Je l’ai présentée aux grandes puissances à New York. Je n’ai pas essuyé un refus catégorique. J’ai exprimé mes craintes notamment à l’ambassadeur russe, à l’époque de Gorbatchev. Les tensions étaient déjà perceptibles en Union soviétique. Il m’a répondu qu’il était entièrement avec moi et qu’il me soutenait totalement. Mais son adjoint était un représentant de la vieille garde. Il s’est immédiatement opposé en lui disant: «Sergueï, es-tu fou? Ce serait la fin de l’Union soviétique.» Finalement Moscou a refusé ma proposition et ce n’est pas allé plus loin.

– En tant que petit Etat membre de l’EEE, comment gérez-vous la question de la souveraineté par rapport à l’Union européenne?

– L’EEE comporte de nombreux avantages économiques. Nous avons aussi un droit de résiliation, alors qu’une adhésion à l’UE exclut pratiquement une sortie.

Avec l’EEE, nous avons nettement amélioré notre accès au marché européen. C’est pour cette raison que je me suis si fortement engagé en sa faveur.

Certes, une crise a éclaté dans la Principauté à cause de ce débat. Mais une crise bien gérée permet d’avancer. Le gouvernement du Liechtenstein, le parlement et la majorité de l’économie étaient opposés à l’EEE. Le secteur bancaire était contre. Une partie du gouvernement comprenait cette décision comme une étape intermédiaire sur la voie de l’adhésion. J’ai dit que nous devrions voter avant la Suisse, parce que mes sondages personnels indiquaient que le dossier serait accepté en votation. En raison de la crise qui régnait dans la Principauté, j’ai dû me résoudre à un compromis et à l’organiser après la Suisse. Le gouvernement espérait un signal positif de la Suisse.

Pour nous, l’EEE est la meilleure solution, parce qu’il nous offre davantage de marge de manœuvre qu’avant. Nous avons donc un contrat avec l’UE et un autre avec la Suisse.

– N’est-ce pas problématique de devoir reprendre systématiquement les lois émises par d’autres?

– Déjà auparavant, nous devions reprendre les lois helvétiques en vertu de notre espace économique commun. L’EEE nous a offert de nouvelles opportunités de développement.
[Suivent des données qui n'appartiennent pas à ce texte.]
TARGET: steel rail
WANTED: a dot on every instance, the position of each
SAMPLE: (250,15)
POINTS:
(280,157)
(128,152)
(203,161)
J’ai pu me mettre d’accord avec le gouvernement suisse et avec Bruxelles pour que nous obtenions une marge de manœuvre par rapport à Berne et à Bruxelles. Avec l’EEE, nous avons non seulement la possibilité de résilier le contrat mais aussi de ne pas reprendre certaines lois. Bruxelles doit alors en apprécier la portée et adapter ou non notre accès au marché européen. Avec l’EEE, nous n’avons pas accru les restrictions du pays mais plutôt accru notre marge de manœuvre.

– Pourquoi vos propositions libérales n’ont pas été mises en œuvre au Liechtenstein lui-même?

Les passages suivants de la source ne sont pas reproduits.